It is an untold comfort when troubles are depressing us to have someone in whom we can confide.
A brother is born for adversity, not just that he may lend a helping hand.
A helping hand may be a blessed thing, but a helping heart is often better.
To have somebody to whom we can open our hearts in the certainty of perfect understanding is one of the choicest gifts of human life.
Visitors among the poor have experienced that. How often they bring comfort by just listening!
Poor folk, toiling away bravely, discover an easing of their trouble when they can pour it all, if only for an hour, into a listening and appreciative ear.
Now it was that easing which David found in God.

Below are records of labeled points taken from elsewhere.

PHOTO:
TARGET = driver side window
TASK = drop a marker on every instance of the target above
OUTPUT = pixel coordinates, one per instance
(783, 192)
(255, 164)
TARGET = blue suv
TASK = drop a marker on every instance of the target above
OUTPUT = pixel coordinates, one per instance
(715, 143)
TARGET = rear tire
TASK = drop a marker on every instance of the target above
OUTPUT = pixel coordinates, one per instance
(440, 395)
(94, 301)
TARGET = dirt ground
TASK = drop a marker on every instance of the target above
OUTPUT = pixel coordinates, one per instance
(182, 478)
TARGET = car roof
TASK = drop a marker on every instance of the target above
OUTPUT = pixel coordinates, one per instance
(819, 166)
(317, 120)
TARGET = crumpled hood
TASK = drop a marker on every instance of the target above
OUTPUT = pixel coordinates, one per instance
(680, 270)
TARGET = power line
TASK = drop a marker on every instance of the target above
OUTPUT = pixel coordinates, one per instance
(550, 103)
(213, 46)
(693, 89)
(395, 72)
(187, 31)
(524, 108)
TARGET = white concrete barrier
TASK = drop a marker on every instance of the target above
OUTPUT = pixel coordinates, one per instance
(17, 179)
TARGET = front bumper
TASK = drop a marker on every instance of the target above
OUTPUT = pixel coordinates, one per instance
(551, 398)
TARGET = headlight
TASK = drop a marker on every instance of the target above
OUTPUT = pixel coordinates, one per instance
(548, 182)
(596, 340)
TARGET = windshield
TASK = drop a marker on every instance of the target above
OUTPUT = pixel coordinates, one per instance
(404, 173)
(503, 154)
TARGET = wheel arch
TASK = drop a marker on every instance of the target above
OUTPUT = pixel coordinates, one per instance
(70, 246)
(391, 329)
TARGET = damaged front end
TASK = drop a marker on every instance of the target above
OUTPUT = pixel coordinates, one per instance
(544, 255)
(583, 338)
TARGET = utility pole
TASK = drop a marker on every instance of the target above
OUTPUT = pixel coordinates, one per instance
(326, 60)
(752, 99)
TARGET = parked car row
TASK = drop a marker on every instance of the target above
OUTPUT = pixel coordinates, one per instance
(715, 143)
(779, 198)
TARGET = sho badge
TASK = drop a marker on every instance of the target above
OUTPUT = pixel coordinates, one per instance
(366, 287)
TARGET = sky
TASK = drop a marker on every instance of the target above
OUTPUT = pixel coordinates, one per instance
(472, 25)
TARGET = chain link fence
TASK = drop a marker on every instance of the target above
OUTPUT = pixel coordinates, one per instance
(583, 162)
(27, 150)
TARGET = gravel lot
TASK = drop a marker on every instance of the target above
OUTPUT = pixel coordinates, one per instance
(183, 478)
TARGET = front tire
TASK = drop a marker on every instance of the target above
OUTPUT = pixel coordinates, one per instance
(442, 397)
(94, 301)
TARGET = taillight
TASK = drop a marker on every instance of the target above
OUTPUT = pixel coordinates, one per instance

He showed before Him his trouble.
He did not brood on it in solitary bitterness; he quietly laid it before God.
And though the trouble didn't disappear any more than the thorn of the Apostle, he gained a sweet serenity of spirit which made him capable of bearing anything.
And, indeed, that is the real victory of faith and of all who quietly wait on God.
It may not banish all the trouble, but it always brings the power to bear it beautifully.
There is a deep-rooted feeling in the heart that if we are God's, we ought to have exemption.
Troubles that afflict the faithless soul ought to be averted from the faithful. But the age-long experience of God's children and all the sufferings of His beloved Son proclaim that this is not so.
David was not protected from life's troubles, nor was Paul or our blessed Savior.
David knew, in all its bitterness, what a thing of trouble our human life may be.
His victory, and that of all the saints who have learned to show their trouble before God, was an inward peace that the world can never give and the darkest mile can never take away.
God does not save His children from that dark mile. He saves His children in that dark mile.
Whenever they show their trouble before Him, He shows His lovingkindness to them.
He keeps them from an embittered heart; He puts beneath them the everlasting arm; He makes them more than conquerors in Christ.